Am Mittwoch wurde in den Veitshöchheimer Mainfranken-Sälen die 35. Ausgabe der "Fastnacht in Franken" aufgezeichnet. Eine Live-Sendung war wegen Corona nicht möglich, statt wie gewohnt 600 waren aber immerhin 170 Gäste im Saal. Zu sehen war das Spektakel am Freitagabend im Bayerischen Fernsehen.

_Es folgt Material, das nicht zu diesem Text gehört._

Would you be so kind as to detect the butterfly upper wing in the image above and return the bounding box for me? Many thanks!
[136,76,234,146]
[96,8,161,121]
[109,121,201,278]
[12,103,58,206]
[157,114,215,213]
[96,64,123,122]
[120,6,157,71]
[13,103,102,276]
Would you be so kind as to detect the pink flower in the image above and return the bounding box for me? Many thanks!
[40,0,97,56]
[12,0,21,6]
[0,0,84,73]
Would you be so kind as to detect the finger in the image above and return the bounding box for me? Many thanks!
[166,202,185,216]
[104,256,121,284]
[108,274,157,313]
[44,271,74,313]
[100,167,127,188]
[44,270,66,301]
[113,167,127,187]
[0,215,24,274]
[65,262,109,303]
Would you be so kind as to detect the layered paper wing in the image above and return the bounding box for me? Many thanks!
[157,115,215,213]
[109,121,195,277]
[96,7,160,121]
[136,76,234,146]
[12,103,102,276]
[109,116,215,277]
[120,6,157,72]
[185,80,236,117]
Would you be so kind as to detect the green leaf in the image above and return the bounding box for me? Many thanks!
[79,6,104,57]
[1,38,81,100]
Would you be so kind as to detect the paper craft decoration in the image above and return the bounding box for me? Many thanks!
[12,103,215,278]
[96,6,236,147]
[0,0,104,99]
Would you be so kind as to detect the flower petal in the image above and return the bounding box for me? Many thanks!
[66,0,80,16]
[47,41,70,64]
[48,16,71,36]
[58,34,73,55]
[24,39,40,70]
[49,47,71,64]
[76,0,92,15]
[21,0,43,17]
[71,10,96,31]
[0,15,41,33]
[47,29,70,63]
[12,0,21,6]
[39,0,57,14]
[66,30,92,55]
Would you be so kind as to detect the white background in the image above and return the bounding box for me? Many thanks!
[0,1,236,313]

Veitshöchheim als Balsam für die Seele der Narren
"Das ist Balsam für meine Seele", sagt Klaus-Ludwig Fess, Präsident des Bund Deutscher Karneval. "Konfetti für die Seele", pflichtet ihm Landtagspräsidentin Ilse Aigner (CSU) nach der Aufzeichnung bei. Und Ministerpräsident Markus Söder (CSU) spricht von einem glänzenden Comeback. Er habe an diesem Abend erst so richtig gemerkt, was ihm in den vergangenen zwei Jahren gefehlt habe. Dabei musste der Ministerpräsident ob seiner Corona-Politik und der gescheiterten Kanzlerkandidatur kräftig einstecken. Er nahm es gelassen und mit Humor.

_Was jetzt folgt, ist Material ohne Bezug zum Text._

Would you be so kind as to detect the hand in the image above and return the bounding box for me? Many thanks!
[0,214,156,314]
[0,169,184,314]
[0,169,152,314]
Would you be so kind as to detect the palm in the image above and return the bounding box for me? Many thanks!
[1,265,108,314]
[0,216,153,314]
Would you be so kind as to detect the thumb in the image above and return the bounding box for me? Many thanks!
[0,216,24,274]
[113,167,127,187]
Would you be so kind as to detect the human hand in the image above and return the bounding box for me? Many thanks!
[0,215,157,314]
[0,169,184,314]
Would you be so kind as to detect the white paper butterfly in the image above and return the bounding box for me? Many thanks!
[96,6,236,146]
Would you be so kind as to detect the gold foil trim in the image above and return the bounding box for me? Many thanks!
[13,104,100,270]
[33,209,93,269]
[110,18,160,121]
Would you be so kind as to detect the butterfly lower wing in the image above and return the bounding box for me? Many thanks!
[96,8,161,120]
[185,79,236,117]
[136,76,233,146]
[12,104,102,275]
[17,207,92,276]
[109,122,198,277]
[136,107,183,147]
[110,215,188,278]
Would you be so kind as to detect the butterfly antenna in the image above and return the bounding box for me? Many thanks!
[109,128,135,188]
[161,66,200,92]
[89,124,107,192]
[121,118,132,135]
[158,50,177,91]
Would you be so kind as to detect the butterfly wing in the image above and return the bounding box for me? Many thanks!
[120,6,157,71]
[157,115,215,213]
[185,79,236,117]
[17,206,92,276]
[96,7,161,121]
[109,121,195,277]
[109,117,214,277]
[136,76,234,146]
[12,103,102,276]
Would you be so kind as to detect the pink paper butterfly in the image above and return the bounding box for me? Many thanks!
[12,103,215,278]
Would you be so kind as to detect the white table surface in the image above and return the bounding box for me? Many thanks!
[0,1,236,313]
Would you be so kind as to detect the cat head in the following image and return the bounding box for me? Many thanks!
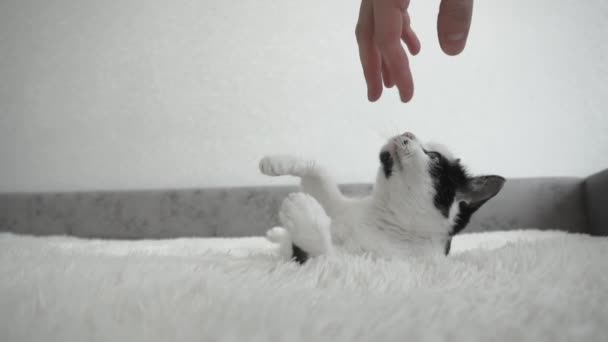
[376,132,505,237]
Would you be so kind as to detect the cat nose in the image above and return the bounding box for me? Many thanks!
[403,132,416,139]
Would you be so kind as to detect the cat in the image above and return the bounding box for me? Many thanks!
[260,131,505,263]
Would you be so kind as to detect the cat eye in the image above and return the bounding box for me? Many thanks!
[427,151,440,160]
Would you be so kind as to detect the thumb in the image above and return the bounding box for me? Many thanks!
[437,0,473,56]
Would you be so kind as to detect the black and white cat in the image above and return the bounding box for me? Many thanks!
[260,131,505,263]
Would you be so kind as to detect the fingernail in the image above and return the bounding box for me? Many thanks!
[368,88,382,102]
[447,33,466,41]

Vom ersten bis zum letzten Auftritt – die Künstler brannten regelrecht darauf, endlich wieder vor Publikum auf der Bühne zu stehen. Wobei sich im Vorfeld einige Sorgen gemacht hatten, dass bei nur 170 Zuschauerinnen und Zuschauern – unter Corona-Abstand im großen Saal verteilt – die Stimmung leiden könnte. Martin Rassau verglich den spärlich besetzten Saal bei der Aufzeichnung gar mit einem Single-Treff, der aber wohl schon vorbei sei. Nur die Übriggebliebenen seien noch da.
Die Sorgen einiger Künstler aber bestätigte sich nicht. Zwar jubelten und klatschten die 170 Gäste nicht für 7000, wie Michl Müller es vor der Sendung forderte. Aber immerhin so kräftig, als säßen 700 im Saal.

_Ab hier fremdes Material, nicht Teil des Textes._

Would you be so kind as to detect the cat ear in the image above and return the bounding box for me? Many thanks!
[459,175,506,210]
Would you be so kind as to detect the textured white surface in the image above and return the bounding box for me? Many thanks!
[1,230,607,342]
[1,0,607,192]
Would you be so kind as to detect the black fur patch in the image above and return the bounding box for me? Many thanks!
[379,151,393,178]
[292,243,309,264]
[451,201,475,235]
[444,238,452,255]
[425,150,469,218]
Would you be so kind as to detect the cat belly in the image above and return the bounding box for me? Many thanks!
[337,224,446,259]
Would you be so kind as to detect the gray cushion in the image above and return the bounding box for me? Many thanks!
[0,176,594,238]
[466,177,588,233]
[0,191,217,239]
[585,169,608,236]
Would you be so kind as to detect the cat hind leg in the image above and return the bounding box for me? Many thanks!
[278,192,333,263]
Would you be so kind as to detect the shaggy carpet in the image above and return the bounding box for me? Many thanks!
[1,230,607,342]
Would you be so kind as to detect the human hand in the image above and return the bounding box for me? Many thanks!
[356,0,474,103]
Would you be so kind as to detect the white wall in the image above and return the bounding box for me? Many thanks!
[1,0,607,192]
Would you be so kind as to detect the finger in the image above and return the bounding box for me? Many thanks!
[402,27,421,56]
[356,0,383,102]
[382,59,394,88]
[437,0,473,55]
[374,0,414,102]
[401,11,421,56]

Für die Künstlerinnen und Künstler war das nur verdient. Denn "Fastnacht in Franken" 2022 dürfte nicht nur wegen der reduzierten Zuschauerzahl lange im Gedächtnis bleiben. Den Verantwortlichen und den Akteuren auf der Bühne gelang der Spagat, sowohl an Brauchtum und Traditionen festzuhalten, als auch neue und moderne Töne einzustreuen. Diese Mischung mache Mut für die Zukunft des Faschings, lobte die ehemalige Landtagspräsidentin und Fastnacht-in-Franken-Urgestein Barbara Stamm. Die junge Generation sei in Veitshöchheim angekommen und begeistert dabei.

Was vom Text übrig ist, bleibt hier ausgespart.